Волний сумел сдержать смех, лишь понимающе улыбнувшись, а Икер, которого я тоже прихватил с собой в эту поездку, поперхнулся от хохота, да так, что мне пришлось хорошенько похлопать его по спине. Ведь оба моих старших спиногрыза даже по части своих вкусовых предпочтений — все в меня. А я ведь — мутант ещё тот. Многие ли из вас видели хохла, ненавидящего борщ? Ну так разуйте глаза и глядите в оба — вот он, я. На четверть только казах, а на три четверти хохол. Сало люблю, если не варёное, яичницу на сале обожаю, а вот борщ — люто ненавижу. Даже нормальный современный, с картофаном и томатом, и даже мясо в нём, если имеется, не очень-то меня с ним примиряет. Свеклу вообще ни в каком виде как еду не воспринимаю, а капусту — ну, квашенную капусту ем с удовольствием, солянку тоже, а вот в супе я её, скажем прямо, не понимаю. Так это, как я уже сказал, и к нормальному современному борщу относится, а как прикажете римский воспринимать? Ведь о помидорах забудьте, нет их в Старом Свете, картофана — тем более. Его даже и у нас ещё нет, ни на Кубе, ни даже в Мексике.
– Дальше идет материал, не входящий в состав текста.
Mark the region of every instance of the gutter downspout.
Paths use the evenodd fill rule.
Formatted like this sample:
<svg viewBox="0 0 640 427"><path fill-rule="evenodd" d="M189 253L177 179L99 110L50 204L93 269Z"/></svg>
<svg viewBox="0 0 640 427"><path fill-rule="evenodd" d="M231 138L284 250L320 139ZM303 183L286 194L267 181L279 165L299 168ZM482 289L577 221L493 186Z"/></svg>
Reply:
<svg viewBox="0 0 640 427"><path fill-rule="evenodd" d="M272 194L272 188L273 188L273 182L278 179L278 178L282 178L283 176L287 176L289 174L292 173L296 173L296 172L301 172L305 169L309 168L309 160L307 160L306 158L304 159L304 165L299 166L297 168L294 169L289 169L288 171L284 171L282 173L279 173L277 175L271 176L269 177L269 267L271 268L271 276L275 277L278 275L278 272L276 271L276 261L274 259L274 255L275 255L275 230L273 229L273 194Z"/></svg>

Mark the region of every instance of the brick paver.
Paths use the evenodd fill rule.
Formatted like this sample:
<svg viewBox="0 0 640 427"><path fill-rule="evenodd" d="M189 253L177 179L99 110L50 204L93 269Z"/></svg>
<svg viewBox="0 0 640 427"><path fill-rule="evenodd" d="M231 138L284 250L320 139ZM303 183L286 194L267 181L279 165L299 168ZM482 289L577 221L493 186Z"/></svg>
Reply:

В Андах он где-то, если вообще окультурен до приемлемого для нас вида и вкуса, и где конкретно — в Перу или в Чили — даже ботаники-профи к единому мнению как-то не пришли. Так что нет, да и не может быть в принципе в этом римском прототипе борща ни томата, ни картофана, и сметаны в нём тоже нет, которой я у римлян вообще как-то не наблюдал, да и мясо римская солдатня видит нечасто, и вместо него в этом краснючем от свеклы вареве плавает варёное сало, то бишь именно в том его практически единственном состоянии, в котором я его не люблю…
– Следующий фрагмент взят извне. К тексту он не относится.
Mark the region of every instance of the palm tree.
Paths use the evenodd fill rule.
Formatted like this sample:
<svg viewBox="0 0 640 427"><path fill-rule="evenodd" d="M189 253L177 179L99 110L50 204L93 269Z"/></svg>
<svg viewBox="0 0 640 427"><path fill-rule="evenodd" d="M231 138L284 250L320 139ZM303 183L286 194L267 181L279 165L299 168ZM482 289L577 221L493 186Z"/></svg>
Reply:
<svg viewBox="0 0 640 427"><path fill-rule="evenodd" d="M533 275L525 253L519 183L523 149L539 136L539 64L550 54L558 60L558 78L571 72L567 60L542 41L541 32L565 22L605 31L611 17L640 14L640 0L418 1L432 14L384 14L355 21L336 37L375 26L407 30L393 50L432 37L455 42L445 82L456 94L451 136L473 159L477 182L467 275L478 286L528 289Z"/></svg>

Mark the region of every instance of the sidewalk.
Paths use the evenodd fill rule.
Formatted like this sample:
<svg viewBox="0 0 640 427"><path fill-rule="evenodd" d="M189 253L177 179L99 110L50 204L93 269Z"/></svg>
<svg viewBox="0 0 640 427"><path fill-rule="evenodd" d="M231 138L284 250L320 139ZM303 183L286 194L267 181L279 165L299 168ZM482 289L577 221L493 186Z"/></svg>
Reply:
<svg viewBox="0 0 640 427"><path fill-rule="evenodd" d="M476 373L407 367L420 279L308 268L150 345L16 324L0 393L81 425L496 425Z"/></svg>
— Хорошая похлёбка, — проговорил по-турдетански Трай — именно проговорил, не без усилия, и это при его-то любви ко всему римскому. Сын же его, помладше моего Волния, но постарше Икера, откровенно морщился, но под грозным отцовским взглядом стоически ел.

— Римская армия — самая отважная во всём мире, — перевёл я кордубцу свою шутку, — Сидя изо дня в день на такой похлёбке, поневоле будешь искать героической гибели за сенат и народ Рима.

Оба моих пацана прыснули в кулаки, траевский согласно ухмыльнулся, а его отец сперва нахмурился, но затем призадумался, покачал головой и кивнул, тоже едва заметно улыбнувшись.

— О чём это вы говорите? — подозрительно поинтересовался на латыни почти не владевший турдетанским римский военный трибун, с которым мы обедали.

— О римской армии, Авл, — сообщил я ему на том же языке, — О чём же ещё говорить в лагере Пятого легиона?

— Ты прав, Максим! — важно кивнул римлянин, наставительно подняв палец, — Только в римском военном лагере и можно увидеть и понять римскую армию!